Israel places 35th on global corruption index

Israel ranked 25th out of the 37-member countries of the OECD, the report noted.

Israelis protest against government corruption and for democracy, outside the Prime Minister's Residence in Jerusalem on May 3, 2020 (photo credit: YONATAN SINDEL/FLASH 90)
Israelis protest against government corruption and for democracy, outside the Prime Minister's Residence in Jerusalem on May 3, 2020
(photo credit: YONATAN SINDEL/FLASH 90)
For the second straight year, Israel placed 35th out of 180 countries on a global corruption index published Thursday.
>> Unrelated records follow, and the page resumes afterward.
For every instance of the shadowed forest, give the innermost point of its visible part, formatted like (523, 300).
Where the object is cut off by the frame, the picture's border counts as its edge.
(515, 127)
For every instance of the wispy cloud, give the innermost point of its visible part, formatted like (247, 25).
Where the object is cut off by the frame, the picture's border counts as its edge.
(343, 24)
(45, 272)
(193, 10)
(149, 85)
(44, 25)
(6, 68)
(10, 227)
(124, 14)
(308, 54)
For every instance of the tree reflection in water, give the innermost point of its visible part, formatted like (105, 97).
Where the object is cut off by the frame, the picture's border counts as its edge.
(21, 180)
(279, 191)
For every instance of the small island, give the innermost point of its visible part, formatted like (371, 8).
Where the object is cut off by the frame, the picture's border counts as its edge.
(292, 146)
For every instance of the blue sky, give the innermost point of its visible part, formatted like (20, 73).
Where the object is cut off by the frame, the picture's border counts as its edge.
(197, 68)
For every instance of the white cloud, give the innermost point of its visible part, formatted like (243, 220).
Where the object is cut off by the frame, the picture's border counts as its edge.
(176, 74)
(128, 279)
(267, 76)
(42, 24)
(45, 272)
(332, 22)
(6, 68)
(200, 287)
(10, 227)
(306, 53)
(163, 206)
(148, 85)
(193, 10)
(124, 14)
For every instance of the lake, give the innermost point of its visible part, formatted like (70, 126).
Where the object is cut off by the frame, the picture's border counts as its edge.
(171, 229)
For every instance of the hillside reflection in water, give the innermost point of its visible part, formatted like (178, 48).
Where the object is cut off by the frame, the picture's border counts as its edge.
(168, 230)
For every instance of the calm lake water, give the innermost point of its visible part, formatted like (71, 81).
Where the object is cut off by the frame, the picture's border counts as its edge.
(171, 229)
Israel was graded 60 out of 100, just nine points above the redline of corrupt countries, Transparency International’s Corruption Perceptions Index (CPI) stated. The grade for 2020, the same as in 2019, comes after Israel’s score dropped three years in a row between 2017 and 2019. In 2016, Israel ranked 28th in the world with a score of 64.
Israel ranked 25th out of the 37-member countries of the OECD, the report noted.
“Israel’s low place in the corruption index is particularly severe in 2020, when the plague is raging among us,” said retired judge Nili Arad, chairwoman of the Israel International Transparency Association – Shvil, which represents Israel in Transparency International.
“The lack of transparency in government activities is a threat that leads to distrust and lack of cooperation from the public while dealing with the country’s worst health and economic crisis," she said. "We are witnessing the violation of the foundations of democracy, at a time when leaders are suspected of crimes and creating an atmosphere of ongoing incitement against the justice system and the media.
“Unfortunately, the entry of 2021 does not bode well, in terms of the overall aspect of the corona rampage and a fourth election in the offing,” Arad said. “We hope that government officials will draw the necessary conclusions and lessons for increasing transparency, strengthening and protecting the values of democracy, and dealing with and avoiding the effects of corruption, in a way that will be reflected in the global index of corruption in the coming years.”
Since it started in 1995, the Berlin-based CPI has been one of the world’s leading indicators of corruption trends, with 100 chapters worldwide.
Denmark and New Zealand ranked first for the second year in a row with a score of 88, compared to a score of 87 last year. They are followed by Finland, Singapore, Sweden and Switzerland, which scored 85. Norway scored 84 and the Netherlands 82, followed by Germany and Luxembourg, which both received a grade of 80.
The United States scored 67, falling to 25th place in the index, its fourth consecutive year of decline.
At the lowest spots on the index are South Sudan and Somalia with scores of 12, followed by Syria at 14 and Yemen and Venezuela with 15.